Every 10 minutes, for 20 minutes (2 sets) for times:
1000 Meter Row
15 Bar-Facing Burpees
15 Power Snatches (135/95 lbs)

Tuesday

A.
Back Squat
* Set 1 – 4 reps @ 75%
* Set 2 – 3 reps @ 80%
* Set 3 – 2 reps @ 85%
* Set 4 – 1 rep @ 90-95%
* Set 5 – Max Reps @ 80%
Rest 3 minutes between sets.

B.
Five sets for max calories/reps of:
30 seconds of Assault Bike (or rowing)
30 seconds of Thrusters (75/55 lbs)
Rest 2 minutes

Wednesday

A.
Every 90 seconds, for 12 minutes (8 sets):
Bench Press x 2 reps @ 21X1

Use approximately 80% of your 1-RM, and focus on the speed of the concentric motion – from your chest to full lockout.
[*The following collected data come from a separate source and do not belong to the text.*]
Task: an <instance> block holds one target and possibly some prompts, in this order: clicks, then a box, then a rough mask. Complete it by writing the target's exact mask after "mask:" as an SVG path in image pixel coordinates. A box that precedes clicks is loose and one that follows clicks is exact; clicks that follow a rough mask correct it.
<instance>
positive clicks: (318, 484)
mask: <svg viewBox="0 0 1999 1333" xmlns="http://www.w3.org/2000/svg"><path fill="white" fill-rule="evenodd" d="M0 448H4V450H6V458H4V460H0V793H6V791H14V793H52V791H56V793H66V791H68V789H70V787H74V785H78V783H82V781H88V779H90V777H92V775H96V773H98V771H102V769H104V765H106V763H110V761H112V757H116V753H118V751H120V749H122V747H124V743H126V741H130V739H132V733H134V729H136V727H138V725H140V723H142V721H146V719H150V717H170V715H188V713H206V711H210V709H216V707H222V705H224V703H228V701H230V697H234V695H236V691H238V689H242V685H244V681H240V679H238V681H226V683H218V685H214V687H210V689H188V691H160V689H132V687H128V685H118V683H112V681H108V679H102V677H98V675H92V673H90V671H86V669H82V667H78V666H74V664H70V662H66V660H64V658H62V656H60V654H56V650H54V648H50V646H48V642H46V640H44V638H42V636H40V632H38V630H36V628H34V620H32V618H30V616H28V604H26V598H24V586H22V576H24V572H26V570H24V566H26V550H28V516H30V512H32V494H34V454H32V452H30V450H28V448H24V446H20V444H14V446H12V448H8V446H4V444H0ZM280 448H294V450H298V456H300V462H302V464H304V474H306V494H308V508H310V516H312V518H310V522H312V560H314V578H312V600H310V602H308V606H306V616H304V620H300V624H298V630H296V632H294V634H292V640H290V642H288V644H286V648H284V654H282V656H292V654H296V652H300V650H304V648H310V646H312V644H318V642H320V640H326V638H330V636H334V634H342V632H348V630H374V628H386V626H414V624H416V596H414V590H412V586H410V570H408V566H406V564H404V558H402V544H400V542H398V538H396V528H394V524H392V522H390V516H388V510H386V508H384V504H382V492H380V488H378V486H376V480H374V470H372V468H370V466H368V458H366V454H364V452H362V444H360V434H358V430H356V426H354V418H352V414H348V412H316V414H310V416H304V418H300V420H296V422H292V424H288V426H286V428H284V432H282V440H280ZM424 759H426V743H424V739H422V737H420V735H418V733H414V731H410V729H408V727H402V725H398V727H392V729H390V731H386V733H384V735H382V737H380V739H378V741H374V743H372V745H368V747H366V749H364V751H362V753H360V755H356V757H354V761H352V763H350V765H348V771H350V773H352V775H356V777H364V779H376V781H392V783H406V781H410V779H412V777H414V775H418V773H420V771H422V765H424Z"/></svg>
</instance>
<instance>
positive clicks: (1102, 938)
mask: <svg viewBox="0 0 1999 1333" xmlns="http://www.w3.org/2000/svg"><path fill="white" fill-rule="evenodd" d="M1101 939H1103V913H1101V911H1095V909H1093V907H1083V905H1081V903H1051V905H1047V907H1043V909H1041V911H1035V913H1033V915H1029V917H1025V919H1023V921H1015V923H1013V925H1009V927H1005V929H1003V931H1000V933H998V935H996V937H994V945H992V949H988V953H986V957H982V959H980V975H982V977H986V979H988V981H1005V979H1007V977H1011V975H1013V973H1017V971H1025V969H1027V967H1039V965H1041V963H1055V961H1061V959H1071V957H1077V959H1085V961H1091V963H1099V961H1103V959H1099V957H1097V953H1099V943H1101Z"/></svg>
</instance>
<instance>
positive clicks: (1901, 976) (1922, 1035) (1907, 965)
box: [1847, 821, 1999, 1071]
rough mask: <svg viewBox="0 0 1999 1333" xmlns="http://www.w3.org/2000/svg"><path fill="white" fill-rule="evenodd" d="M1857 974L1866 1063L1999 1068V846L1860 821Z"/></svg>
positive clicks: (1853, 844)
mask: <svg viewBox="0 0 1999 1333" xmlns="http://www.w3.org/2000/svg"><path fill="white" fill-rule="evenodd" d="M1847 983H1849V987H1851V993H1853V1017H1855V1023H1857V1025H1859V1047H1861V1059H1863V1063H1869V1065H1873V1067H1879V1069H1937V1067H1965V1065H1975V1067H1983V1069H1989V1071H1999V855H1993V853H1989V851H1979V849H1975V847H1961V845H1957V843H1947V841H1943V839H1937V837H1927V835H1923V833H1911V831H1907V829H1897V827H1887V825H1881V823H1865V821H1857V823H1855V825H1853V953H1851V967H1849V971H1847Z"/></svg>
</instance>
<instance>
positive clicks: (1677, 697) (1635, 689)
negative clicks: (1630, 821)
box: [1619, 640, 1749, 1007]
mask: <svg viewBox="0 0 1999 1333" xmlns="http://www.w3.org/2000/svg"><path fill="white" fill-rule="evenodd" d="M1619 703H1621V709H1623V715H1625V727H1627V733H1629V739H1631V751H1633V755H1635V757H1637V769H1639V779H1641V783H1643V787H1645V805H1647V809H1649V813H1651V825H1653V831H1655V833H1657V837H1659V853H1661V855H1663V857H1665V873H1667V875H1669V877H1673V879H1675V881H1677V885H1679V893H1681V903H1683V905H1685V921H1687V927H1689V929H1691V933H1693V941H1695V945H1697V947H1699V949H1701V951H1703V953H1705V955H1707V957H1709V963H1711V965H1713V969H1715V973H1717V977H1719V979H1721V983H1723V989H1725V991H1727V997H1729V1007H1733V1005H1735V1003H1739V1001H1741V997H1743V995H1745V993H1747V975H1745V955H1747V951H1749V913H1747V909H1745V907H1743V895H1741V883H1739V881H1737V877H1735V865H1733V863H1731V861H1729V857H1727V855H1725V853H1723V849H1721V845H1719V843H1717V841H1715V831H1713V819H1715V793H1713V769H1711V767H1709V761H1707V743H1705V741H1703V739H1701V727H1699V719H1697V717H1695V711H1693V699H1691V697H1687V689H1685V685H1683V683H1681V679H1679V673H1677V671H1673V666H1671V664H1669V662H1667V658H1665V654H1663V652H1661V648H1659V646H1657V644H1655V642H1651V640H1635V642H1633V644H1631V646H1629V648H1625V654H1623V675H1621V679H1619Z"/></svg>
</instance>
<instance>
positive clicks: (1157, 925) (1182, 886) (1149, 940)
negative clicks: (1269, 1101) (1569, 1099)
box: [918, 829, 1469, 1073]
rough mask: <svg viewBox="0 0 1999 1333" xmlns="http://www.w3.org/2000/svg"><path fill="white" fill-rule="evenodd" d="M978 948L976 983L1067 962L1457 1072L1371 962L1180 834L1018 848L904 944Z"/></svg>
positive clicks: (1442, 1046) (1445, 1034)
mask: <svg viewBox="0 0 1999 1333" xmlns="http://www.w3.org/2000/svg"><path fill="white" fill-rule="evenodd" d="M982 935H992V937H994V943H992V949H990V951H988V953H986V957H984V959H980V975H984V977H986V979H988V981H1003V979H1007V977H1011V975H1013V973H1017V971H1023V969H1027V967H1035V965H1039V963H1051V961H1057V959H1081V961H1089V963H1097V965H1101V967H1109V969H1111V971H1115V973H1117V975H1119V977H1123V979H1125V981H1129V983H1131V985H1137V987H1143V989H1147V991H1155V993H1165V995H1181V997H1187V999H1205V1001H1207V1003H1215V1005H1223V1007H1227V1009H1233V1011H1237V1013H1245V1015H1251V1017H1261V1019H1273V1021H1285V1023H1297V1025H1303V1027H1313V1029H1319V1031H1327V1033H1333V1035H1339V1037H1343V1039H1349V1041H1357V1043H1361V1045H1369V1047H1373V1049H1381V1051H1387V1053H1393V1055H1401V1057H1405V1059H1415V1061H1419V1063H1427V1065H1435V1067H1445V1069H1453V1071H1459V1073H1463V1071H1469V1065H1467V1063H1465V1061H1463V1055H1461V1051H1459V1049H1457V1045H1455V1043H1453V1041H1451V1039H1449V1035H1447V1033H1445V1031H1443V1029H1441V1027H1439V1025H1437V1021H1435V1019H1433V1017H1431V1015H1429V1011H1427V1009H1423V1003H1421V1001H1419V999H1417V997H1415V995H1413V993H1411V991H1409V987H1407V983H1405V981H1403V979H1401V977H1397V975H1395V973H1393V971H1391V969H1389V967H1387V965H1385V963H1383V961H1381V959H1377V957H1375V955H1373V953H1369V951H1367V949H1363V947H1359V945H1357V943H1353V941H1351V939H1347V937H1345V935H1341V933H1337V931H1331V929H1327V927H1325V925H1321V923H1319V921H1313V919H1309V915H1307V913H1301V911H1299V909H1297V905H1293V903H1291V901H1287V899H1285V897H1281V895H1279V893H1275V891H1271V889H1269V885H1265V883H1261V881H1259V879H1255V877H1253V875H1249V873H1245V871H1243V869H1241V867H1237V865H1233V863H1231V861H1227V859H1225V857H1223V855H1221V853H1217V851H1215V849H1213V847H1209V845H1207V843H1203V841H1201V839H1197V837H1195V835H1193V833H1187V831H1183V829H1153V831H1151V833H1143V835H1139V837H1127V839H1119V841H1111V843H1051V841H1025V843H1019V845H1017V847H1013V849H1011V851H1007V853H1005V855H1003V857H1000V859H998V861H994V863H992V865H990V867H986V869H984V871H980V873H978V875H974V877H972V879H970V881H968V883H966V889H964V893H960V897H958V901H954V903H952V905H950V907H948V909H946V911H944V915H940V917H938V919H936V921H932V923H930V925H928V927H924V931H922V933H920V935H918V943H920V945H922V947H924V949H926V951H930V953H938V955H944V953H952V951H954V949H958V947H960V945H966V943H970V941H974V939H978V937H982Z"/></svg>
You want to make that phase as quick and explosive as possible.

B.
Complete as many rounds and reps as possible in 14 minutes of:
40 Double-Unders
20 Single-Arm Dumbbell Push Presses* (55/35 lbs)
10 Strict Pull-Ups

*For the Single-Arm Dumbbell Push Press, hold two dumbbells or kettlebells in the front racked position, then perform 10 reps with one arm while holding the other DB/KB in the front racked position. You must perform 10 reps on one arm before switching to the next arm – 10 Left, 10 Right.

Thursday

Five rounds for time of:
400 Meter Run
30 Wall Ball Shots (20/14 lbs)
20 Box Jumps (24″/20″ – step-down from top)
10 Dumbbell Renegade Rows (55/35 lbs)
(Push-Up, Row Left, Push-Up, Row Right = 1 rep)

Friday

CrossFit Games Open workout 19.1

Saturday

In teams of two, with only one person working at a time, complete:
100 Kettlebell Swings (32/24 kg)
400 Meter Run*
100 Push Press (20/15 kg)
400 Meter Run
100 Pull-Ups
400 Meter Run
100 Push Press
400 Meter Run
100 Kettlebell Swings

*Both athletes perform the run at the same time.